Prickles ran up and down her skin. She spun on her feet, but the attic was empty. The rain pounded.
“I’m not yours!” she shouted. “I don’t belong to anyone!”
Another lie.
“You can’t control me!”
It was as if the stones were pressing tighter and tighter around her, into her skin, into her ribs, squeezing her lungs until she could barely catch her breath. Shocks ran down her spine, her legs, into her feet, which were running, pounding down the stairs.
She crashed into her bedroom and ran to the window, pressing her palms flat against the sill, staring out at the city as she had done on that first day, when it had seemed possible that this was all a mistake.

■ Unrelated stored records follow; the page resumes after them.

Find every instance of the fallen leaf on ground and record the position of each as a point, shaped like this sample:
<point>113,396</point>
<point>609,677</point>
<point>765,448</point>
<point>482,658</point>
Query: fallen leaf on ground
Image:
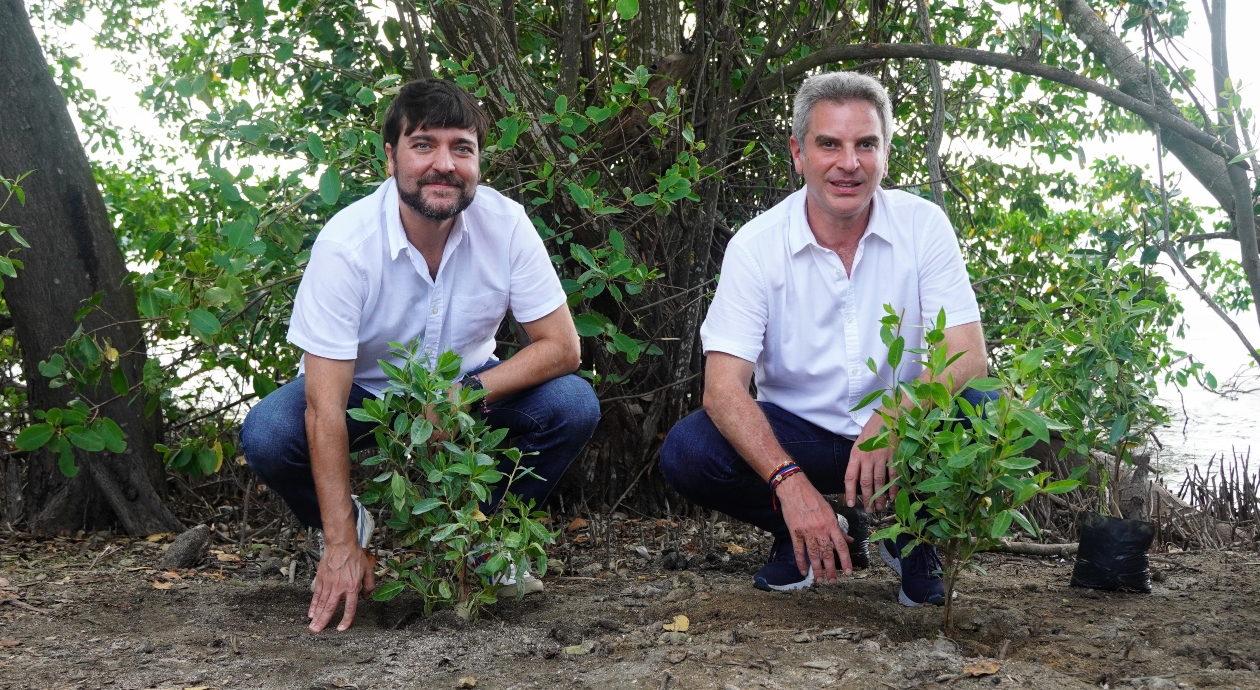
<point>982,669</point>
<point>679,625</point>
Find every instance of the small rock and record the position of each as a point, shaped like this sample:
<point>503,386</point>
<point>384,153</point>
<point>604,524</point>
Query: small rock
<point>188,549</point>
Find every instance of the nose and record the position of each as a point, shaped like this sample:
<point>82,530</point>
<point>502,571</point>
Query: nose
<point>444,160</point>
<point>847,160</point>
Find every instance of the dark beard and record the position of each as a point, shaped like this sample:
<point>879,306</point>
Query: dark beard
<point>413,198</point>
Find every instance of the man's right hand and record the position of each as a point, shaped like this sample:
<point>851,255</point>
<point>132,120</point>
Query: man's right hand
<point>343,572</point>
<point>815,534</point>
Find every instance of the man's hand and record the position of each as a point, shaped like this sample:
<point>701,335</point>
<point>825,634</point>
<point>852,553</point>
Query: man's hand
<point>868,470</point>
<point>343,573</point>
<point>815,534</point>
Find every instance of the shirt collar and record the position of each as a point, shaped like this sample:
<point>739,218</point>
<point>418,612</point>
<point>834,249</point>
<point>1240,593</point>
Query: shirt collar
<point>393,222</point>
<point>799,236</point>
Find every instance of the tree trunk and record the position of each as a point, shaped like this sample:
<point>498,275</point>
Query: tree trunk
<point>73,254</point>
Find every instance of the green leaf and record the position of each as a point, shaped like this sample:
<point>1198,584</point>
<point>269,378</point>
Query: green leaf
<point>1001,525</point>
<point>204,321</point>
<point>316,147</point>
<point>330,185</point>
<point>589,324</point>
<point>34,437</point>
<point>933,485</point>
<point>85,438</point>
<point>425,505</point>
<point>388,591</point>
<point>1035,423</point>
<point>119,380</point>
<point>628,9</point>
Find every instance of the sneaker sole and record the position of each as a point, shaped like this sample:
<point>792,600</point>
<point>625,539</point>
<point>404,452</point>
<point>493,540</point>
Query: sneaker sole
<point>803,584</point>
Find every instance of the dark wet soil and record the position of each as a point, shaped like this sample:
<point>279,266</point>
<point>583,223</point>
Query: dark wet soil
<point>93,611</point>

She had been wrong, she realized, as she took a steadying breath, watching the bustle of the day. She was not back where she’d begun. So much had changed. She might not be able to reverse time with a prick of her finger, but she was no longer willing to smile and sit pretty and let the world move her where it desired. If she married Rodric, nothing would change. She did not want to hurt him, or see him blamed for a failure he could not control, but she could not stay and let things continue to unravel around her. People did not deserve to have their hopes dashed and their lives torn apart.
She could not sit here any longer, waiting for things to happen. Hoping that the future would be better than all sense suggested. She had to go. Away from the castle, away from this place. She needed to learn more about the strange powers that burst out of her and led her up those stairs to that cursed place, back to the first choice she had made, all those years ago.
She thought again of the king, of Celestine, of Tristan, all manipulating her, all assuming that she would go along with their plans, that she would bow to whatever they told her to do, and punishing her, hating her, when she dared to have a thought of her own. Defiance filled her. She would not vanish quietly now. She would not slip away into the shadows, and let them believe what they would. She would not let the king twist it all against her, against everything she believed.
She would give the king his wedding. She would walk to that altar, smiling and beautiful, and then she would show them all just how traitorous she could be.